Ungkapan syukur selalu terpanjat kepada Allah, Zat Yang Maha Hebat. Hanya atas kemurahan-Nya, beragam nikmat terus mengalir kepada kita tanpa terkira.
Saya yakin, semua arsitek sudah mengikuti proses pendidikan yang tidak selalu mudah. Ada beragam tantangan dihadapi. Tetapi, alhamdulillah, semua dapat dilalui dengan baik. Tentu dengan beragam cerita, baik yang terungkap maupun yang cukup disimpan rapat dalam benak.
Selawat dan salam senantiasa terkirim kepada Rasulullah, Sang Kekasih Allah. Melaluinya, terkirim risalah untuk kebaikan umat manusia dan alam semesta. Nabi Muhammad semasa hidupnya tak lelah mengajak manusia untuk menebar maslahat.

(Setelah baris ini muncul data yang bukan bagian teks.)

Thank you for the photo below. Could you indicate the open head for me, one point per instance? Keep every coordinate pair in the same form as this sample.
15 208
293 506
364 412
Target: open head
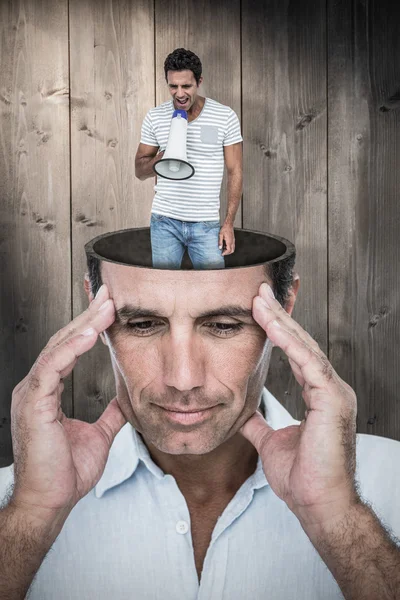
190 361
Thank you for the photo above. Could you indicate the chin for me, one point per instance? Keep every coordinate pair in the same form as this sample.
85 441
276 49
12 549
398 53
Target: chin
195 443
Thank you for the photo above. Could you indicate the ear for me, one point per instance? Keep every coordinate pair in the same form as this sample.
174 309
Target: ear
294 288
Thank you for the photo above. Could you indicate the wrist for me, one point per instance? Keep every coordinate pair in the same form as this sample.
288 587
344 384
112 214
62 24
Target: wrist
321 523
45 521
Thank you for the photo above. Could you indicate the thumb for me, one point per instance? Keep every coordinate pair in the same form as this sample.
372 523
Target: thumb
111 421
257 431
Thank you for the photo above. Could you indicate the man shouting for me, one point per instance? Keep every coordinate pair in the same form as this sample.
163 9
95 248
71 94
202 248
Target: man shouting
185 214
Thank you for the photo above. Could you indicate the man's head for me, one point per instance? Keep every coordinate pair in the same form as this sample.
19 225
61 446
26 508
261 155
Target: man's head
186 341
182 70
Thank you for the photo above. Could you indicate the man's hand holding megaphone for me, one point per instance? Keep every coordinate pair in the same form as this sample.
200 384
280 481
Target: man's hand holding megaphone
227 238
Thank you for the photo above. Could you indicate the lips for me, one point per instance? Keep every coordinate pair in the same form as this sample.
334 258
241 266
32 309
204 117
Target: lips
187 417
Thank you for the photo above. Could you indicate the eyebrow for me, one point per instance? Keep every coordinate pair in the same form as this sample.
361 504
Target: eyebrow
133 312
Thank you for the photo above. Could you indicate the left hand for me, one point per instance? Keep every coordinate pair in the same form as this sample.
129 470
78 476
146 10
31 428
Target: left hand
310 466
226 233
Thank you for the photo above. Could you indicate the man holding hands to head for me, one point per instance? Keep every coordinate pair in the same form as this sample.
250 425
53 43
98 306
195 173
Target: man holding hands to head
211 490
185 214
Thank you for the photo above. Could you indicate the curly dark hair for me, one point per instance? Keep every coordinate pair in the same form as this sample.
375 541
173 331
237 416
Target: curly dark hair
182 60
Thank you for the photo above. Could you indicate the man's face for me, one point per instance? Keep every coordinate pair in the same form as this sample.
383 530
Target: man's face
188 374
183 88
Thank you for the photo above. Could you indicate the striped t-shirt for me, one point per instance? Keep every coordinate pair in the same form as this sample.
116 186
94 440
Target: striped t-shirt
197 198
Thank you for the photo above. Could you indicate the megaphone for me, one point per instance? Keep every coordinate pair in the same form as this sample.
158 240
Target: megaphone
174 163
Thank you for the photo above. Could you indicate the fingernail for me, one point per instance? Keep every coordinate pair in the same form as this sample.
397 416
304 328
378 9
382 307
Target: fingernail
267 290
99 290
105 305
89 331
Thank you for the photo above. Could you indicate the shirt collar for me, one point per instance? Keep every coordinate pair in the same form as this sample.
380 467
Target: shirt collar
128 449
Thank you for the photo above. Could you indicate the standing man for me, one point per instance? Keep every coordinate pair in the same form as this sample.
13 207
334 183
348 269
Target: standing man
185 214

Bagi saya, momen menghadiri pengambilan sumpah keprofesian arsitek selalu menarik. Pernah saya sampaikan di forum serupa, bahwa pada suatu masa, saya mempunyai cita-cita menjadi arsitek, tetapi takdir membawa saya ke pendulum yang lain.
Semuanya, alhamdulillah, disyukuri sepenuh hati, karena akhirnya saya menyadari sepenuhnya bahwa manusia hanya bisa mengusahakan yang terbaik dan tak satu pun dari kita tahu akan berakhir di mana, dan dengan kelok perjalanan seperti apa.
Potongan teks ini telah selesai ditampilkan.